India has emerged as a major arms purchaser in the past few years, despite the slow pace of acquisition and defence modernisation. India’s defence imports, of which there is no accurate figure, are estimated to have been around $15 billion in 2010-11. A heightened threat perception and a determined effort to overcome technological obsolescence in defence equipment are driving this process. However, such a high level of imports tacitly admits to the failure of the domestic defence production establishment, barring a few exceptions, to meet the requirement of the armed forces, both in terms of requisite volume and cutting-edge sophistication. The current offset policy requiring foreign vendors bagging deals over Rs 300 crore ($60 million) to procure 30 per cent of components from domestic vendors was formulated to ensure a steady supply of components and spares intended to insulate the armed forces from unforeseen events, as well as ramp up domestic manufacturing and technical capabilities through technology transfer from the foreign vendor to domestic firms. The programme to date has met with limited success due to a combination of policy schizophrenia, which results in confusing signals to the private sector and the inherent limitations of the Indian manufacturing sector.
Lack of policy clarity has restricted private sector participation in defence procurement to supplying components and subsystems. Of the 30 per cent of defence supplies procured domestically, the private sector barely supplies 9 per cent. Research and Development and mass production are still largely the preserve of the state sector. However, more recently the Indian private sector has demonstrated capability to undertake complex manufacturing required for defence. Hence, a clearly articulated defence procurement policy would encourage the private sector to invest in R&D and ramping up manufacturing capabilities. Indian industry has rightly complained that the absence of an assured stream of orders does not permit the scale economies, without which profitability is not possible. Greater involvement of the private sector in defence production would allow the defence PSUs to focus on the more risky R&D, where returns are more uncertain. It would arguably take India closer to its cherished objective of sourcing more than 70 per cent of military hardware domestically. Ironically, a vibrant domestic manufacturing sector would make joint ventures between foreign vendors and domestic players more successful, by way of enhancing the technology-absorption capacity of the latter.

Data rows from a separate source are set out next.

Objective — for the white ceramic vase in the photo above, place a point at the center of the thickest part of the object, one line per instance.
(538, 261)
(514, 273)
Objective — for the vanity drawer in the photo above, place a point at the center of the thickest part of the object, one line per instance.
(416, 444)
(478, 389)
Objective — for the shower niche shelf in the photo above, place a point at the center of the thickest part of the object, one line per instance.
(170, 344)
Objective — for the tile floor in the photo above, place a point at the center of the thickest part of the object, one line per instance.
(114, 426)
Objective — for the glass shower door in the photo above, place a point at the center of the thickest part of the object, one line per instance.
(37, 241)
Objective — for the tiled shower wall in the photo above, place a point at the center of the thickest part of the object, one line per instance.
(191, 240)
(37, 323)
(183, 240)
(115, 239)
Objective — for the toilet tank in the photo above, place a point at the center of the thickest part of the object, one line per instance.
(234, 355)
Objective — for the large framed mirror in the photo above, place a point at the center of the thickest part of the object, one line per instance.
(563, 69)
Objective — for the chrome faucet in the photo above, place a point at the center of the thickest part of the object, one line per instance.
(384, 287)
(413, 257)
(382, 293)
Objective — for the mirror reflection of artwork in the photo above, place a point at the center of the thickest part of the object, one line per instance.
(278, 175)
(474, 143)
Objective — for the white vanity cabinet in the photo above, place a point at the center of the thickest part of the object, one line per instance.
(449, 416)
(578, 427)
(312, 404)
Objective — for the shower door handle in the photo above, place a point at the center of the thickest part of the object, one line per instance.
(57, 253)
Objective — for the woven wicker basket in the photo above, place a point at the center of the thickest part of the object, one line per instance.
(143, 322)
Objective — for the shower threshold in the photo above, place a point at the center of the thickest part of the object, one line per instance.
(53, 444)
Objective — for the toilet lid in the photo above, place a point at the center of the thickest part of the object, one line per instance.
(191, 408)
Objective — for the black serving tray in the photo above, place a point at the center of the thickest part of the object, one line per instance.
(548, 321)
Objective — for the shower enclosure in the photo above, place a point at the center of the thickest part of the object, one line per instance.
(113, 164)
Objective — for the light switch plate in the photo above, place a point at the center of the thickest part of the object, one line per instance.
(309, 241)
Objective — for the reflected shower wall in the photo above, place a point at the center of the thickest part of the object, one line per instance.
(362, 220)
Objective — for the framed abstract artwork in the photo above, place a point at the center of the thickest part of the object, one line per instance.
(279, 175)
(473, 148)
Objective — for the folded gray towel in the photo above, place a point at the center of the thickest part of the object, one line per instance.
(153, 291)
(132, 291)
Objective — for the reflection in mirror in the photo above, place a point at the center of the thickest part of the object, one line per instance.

Collaboration between the public and private sectors needs to be taken several notches higher. This would call for an active system of technology diffusion, which would also involve universities, to ensure that the science and technology capabilities are optimally utilised. Such a system has been widely implemented in the United States for over five decades. The technology spillovers generated have had economy-wide effects and have, in turn, spawned several industries such as semiconductor, supercomputing, biotechnology among others. India should seek to create a similar system even if on a smaller scale. It makes little sense for India to fund the development of capabilities in the US, Russia, France and Israel. India’s defence spending should benefit the Indian economy, either directly or through a more calibrated offset policy. To this end, the defence ministry’s decree that all future battleships will be built in India is welcome as is the decision to extend the scope of defence offsets to civil aerospace and in developing weapons and equipment for internal security roles. A clearly focused policy can imminently meet the dual objectives of ensuring an uninterrupted stream of defence equipment, while simultaneously deepening domestic manufacturing capability.